La plupart de ceux qui ont voulu lui rendre hommage le 5 avril 2012 (date de Qingmingjie), devant son ancienne demeure à Pékin, ont été interceptées par la police municipale…

Plus récemment, le dissident Yang Jia 杨佳 (1980-2008) avait assassiné, en 2008, six fonctionnaires de police pour se venger de leur violence. Son procès expéditif, puis son exécution la même année, en ont fait un héros parmi les contestataires du régime.
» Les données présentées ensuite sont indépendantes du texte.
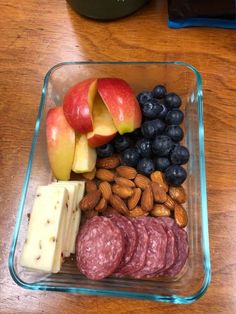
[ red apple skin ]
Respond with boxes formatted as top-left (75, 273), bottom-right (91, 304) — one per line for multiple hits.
top-left (97, 78), bottom-right (142, 134)
top-left (46, 106), bottom-right (75, 180)
top-left (63, 78), bottom-right (97, 133)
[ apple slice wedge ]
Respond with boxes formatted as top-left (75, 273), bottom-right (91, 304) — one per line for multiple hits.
top-left (72, 134), bottom-right (97, 173)
top-left (63, 78), bottom-right (97, 133)
top-left (97, 78), bottom-right (142, 134)
top-left (46, 106), bottom-right (75, 180)
top-left (87, 95), bottom-right (117, 147)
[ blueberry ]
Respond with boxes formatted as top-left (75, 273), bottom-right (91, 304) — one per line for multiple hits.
top-left (152, 135), bottom-right (174, 157)
top-left (114, 134), bottom-right (132, 153)
top-left (142, 99), bottom-right (162, 119)
top-left (170, 145), bottom-right (189, 165)
top-left (165, 165), bottom-right (187, 186)
top-left (121, 148), bottom-right (139, 167)
top-left (152, 85), bottom-right (166, 99)
top-left (136, 138), bottom-right (152, 157)
top-left (137, 91), bottom-right (153, 106)
top-left (165, 125), bottom-right (184, 142)
top-left (137, 158), bottom-right (155, 176)
top-left (96, 143), bottom-right (114, 158)
top-left (130, 128), bottom-right (142, 139)
top-left (165, 109), bottom-right (184, 125)
top-left (165, 93), bottom-right (181, 109)
top-left (157, 102), bottom-right (168, 121)
top-left (141, 119), bottom-right (165, 138)
top-left (155, 157), bottom-right (171, 171)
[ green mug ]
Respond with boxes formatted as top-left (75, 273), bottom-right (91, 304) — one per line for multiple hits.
top-left (67, 0), bottom-right (149, 20)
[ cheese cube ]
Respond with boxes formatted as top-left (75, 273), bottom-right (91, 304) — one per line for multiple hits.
top-left (21, 186), bottom-right (68, 272)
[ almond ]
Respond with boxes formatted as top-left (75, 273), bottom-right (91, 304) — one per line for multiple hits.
top-left (128, 188), bottom-right (142, 210)
top-left (96, 168), bottom-right (115, 182)
top-left (151, 182), bottom-right (167, 203)
top-left (134, 174), bottom-right (151, 190)
top-left (150, 204), bottom-right (170, 217)
top-left (109, 194), bottom-right (128, 214)
top-left (95, 197), bottom-right (107, 213)
top-left (84, 209), bottom-right (98, 219)
top-left (116, 166), bottom-right (137, 179)
top-left (82, 168), bottom-right (96, 180)
top-left (164, 194), bottom-right (175, 210)
top-left (141, 184), bottom-right (153, 212)
top-left (85, 180), bottom-right (97, 193)
top-left (174, 204), bottom-right (188, 228)
top-left (115, 177), bottom-right (135, 188)
top-left (79, 190), bottom-right (101, 211)
top-left (129, 206), bottom-right (148, 218)
top-left (111, 184), bottom-right (133, 199)
top-left (99, 181), bottom-right (112, 201)
top-left (169, 186), bottom-right (187, 204)
top-left (151, 171), bottom-right (169, 192)
top-left (97, 155), bottom-right (120, 169)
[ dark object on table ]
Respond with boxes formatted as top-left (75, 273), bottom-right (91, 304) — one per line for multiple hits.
top-left (67, 0), bottom-right (149, 20)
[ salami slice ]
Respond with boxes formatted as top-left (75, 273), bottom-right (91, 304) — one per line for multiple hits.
top-left (161, 217), bottom-right (189, 277)
top-left (109, 214), bottom-right (137, 269)
top-left (76, 216), bottom-right (124, 280)
top-left (119, 218), bottom-right (149, 276)
top-left (131, 217), bottom-right (167, 278)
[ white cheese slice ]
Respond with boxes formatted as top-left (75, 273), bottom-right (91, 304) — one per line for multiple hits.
top-left (70, 181), bottom-right (85, 254)
top-left (21, 186), bottom-right (68, 272)
top-left (51, 181), bottom-right (77, 257)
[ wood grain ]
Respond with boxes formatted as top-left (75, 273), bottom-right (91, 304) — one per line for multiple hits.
top-left (0, 0), bottom-right (236, 314)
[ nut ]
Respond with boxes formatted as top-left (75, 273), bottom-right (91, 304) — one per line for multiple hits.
top-left (102, 206), bottom-right (117, 216)
top-left (151, 171), bottom-right (169, 192)
top-left (134, 174), bottom-right (151, 190)
top-left (115, 177), bottom-right (135, 188)
top-left (85, 180), bottom-right (97, 193)
top-left (111, 184), bottom-right (133, 199)
top-left (128, 188), bottom-right (142, 210)
top-left (164, 194), bottom-right (175, 210)
top-left (116, 166), bottom-right (137, 179)
top-left (129, 206), bottom-right (148, 218)
top-left (84, 209), bottom-right (98, 219)
top-left (79, 190), bottom-right (101, 211)
top-left (96, 168), bottom-right (115, 182)
top-left (99, 181), bottom-right (112, 201)
top-left (150, 204), bottom-right (170, 217)
top-left (141, 184), bottom-right (153, 212)
top-left (95, 197), bottom-right (107, 213)
top-left (169, 186), bottom-right (187, 204)
top-left (97, 155), bottom-right (120, 169)
top-left (109, 194), bottom-right (129, 215)
top-left (174, 204), bottom-right (188, 228)
top-left (82, 168), bottom-right (97, 180)
top-left (151, 182), bottom-right (167, 203)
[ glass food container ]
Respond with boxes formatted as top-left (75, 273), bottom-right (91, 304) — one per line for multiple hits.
top-left (9, 62), bottom-right (211, 304)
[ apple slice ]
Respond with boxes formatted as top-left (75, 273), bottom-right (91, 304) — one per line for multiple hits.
top-left (63, 78), bottom-right (97, 133)
top-left (46, 106), bottom-right (75, 180)
top-left (87, 95), bottom-right (117, 147)
top-left (97, 78), bottom-right (142, 134)
top-left (72, 134), bottom-right (97, 173)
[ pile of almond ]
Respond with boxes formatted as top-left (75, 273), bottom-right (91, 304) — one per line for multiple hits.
top-left (80, 155), bottom-right (188, 227)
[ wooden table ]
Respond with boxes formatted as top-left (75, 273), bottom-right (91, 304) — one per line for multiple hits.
top-left (0, 0), bottom-right (236, 314)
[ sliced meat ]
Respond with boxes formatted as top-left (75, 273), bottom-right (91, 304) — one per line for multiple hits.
top-left (160, 217), bottom-right (189, 277)
top-left (117, 218), bottom-right (149, 276)
top-left (131, 217), bottom-right (167, 278)
top-left (108, 214), bottom-right (137, 271)
top-left (76, 216), bottom-right (124, 280)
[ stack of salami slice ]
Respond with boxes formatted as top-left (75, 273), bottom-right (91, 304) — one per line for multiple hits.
top-left (76, 214), bottom-right (189, 280)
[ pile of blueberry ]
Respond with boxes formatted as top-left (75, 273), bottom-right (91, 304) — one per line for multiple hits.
top-left (97, 85), bottom-right (189, 186)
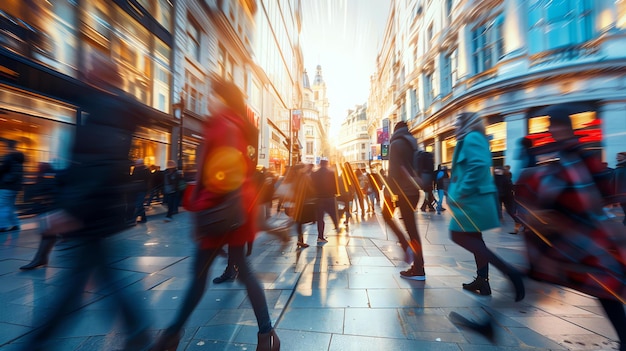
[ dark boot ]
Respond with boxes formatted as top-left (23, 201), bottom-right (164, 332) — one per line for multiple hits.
top-left (508, 270), bottom-right (526, 302)
top-left (463, 276), bottom-right (491, 296)
top-left (256, 329), bottom-right (280, 351)
top-left (20, 237), bottom-right (56, 271)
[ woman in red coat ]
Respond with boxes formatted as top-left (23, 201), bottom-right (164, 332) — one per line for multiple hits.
top-left (153, 77), bottom-right (280, 351)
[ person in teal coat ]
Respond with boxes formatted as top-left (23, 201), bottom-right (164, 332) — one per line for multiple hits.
top-left (448, 112), bottom-right (525, 301)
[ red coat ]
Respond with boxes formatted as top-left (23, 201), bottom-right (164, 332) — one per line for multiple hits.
top-left (186, 110), bottom-right (258, 249)
top-left (515, 144), bottom-right (626, 301)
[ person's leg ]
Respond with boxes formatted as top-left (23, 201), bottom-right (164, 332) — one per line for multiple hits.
top-left (599, 299), bottom-right (626, 351)
top-left (20, 236), bottom-right (56, 271)
top-left (23, 239), bottom-right (106, 351)
top-left (326, 198), bottom-right (339, 231)
top-left (0, 189), bottom-right (11, 230)
top-left (316, 199), bottom-right (326, 239)
top-left (437, 189), bottom-right (444, 213)
top-left (382, 208), bottom-right (413, 252)
top-left (398, 194), bottom-right (424, 271)
top-left (133, 193), bottom-right (146, 222)
top-left (228, 246), bottom-right (272, 333)
top-left (165, 193), bottom-right (176, 220)
top-left (167, 248), bottom-right (221, 335)
top-left (450, 231), bottom-right (525, 301)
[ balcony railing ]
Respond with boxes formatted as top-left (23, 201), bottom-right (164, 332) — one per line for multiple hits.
top-left (530, 42), bottom-right (600, 67)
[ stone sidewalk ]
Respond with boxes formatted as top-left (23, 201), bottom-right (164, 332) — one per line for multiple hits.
top-left (0, 206), bottom-right (616, 351)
Ceux qui ont voulu se rendre sur sa tombe ont également été arrêtés.

 En fait, ce jour est marqué par les répressions depuis le début de l’ère communiste en 1949. C’est ainsi qu’en 1976, le jour de Qingmingjie, des centaines de Pékinois sont venus déposer des offrandes et des poèmes au pied du Monument aux héros du Peuple, place Tiananmen à Pékin, en mémoire du premier ministre Zhou Enlai 周恩来 (1898-1976), dont les funérailles avaient été considérées comme bâclées par une grande partie de la population chinoise. Ce message de désapprobation à l’égard du pouvoir en place –Mao Zedong毛泽东 (1893-1976) et la « Bande des Quatre »- a provoqué l’intervention de la police et des manifestations, qui auraient précipité la chute de la faction la plus dure du régime et le retour de Deng Xiaoping邓小平 (1904-1997), à la tête du pays. Le 5 avril 1976, classé alors comme contre-révolutionnaire, a été réhabilité en 1978. Aujourd’hui, plus aucun dirigeant du PCC n’ose évoquer les incidents passés. Pourtant, lors de son discours de clôture de l’Assemblée le 14 mars 2012, le Premier Ministre Wen Jiabao 温家宝 (1942 – ) a laissé entendre que, pour la prospérité future du pays, il faudrait cesser d’ignorer le passé. Et Wen Jiabao se réclame de Hu Yaobang胡耀邦 (1915-1989), l’ex-Premier Ministre chinois « progressiste » qui avait entrepris la réhabilitation des victimes de la Révolution Culturelle. Il avait été limogé pour cela en 1987.

Sa mort, le 15 avril 1989, avait provoqué un grand rassemblement d’étudiants place Tiananmen, pour demander sa réhabilitation. Or, les nombreuses manifestations qui ont suivi, en vue d’une ouverture démocratique du Parti, se sont terminées par un bain de sang lorsque les chars de l’armée ont écrasé des étudiants sur cette même place.

La RPC n’en a donc pas encore fini de régler ses comptes avec les morts et Qingmingjie, pourtant à l’origine une simple fête traditionnelle, est devenue un des symboles de lutte et une date quelque peu « effrayante » pour le gouvernement du PCC.

Anne Jaurès


[1] Voir article de Brice Pedroletti, « Le cimetière des dissidents », Le Monde, 7 avril 2012.

[2]  Voir le livre posthume de Zhao Ziyang, dans lequel il relate ses mémoires : Zhao Ziyang, Prisoner of the State, The Secret Journal of Premier Zhao Ziyang, New York, Bao Pu, Renee Chiang, Adi-Ignatus, 2009.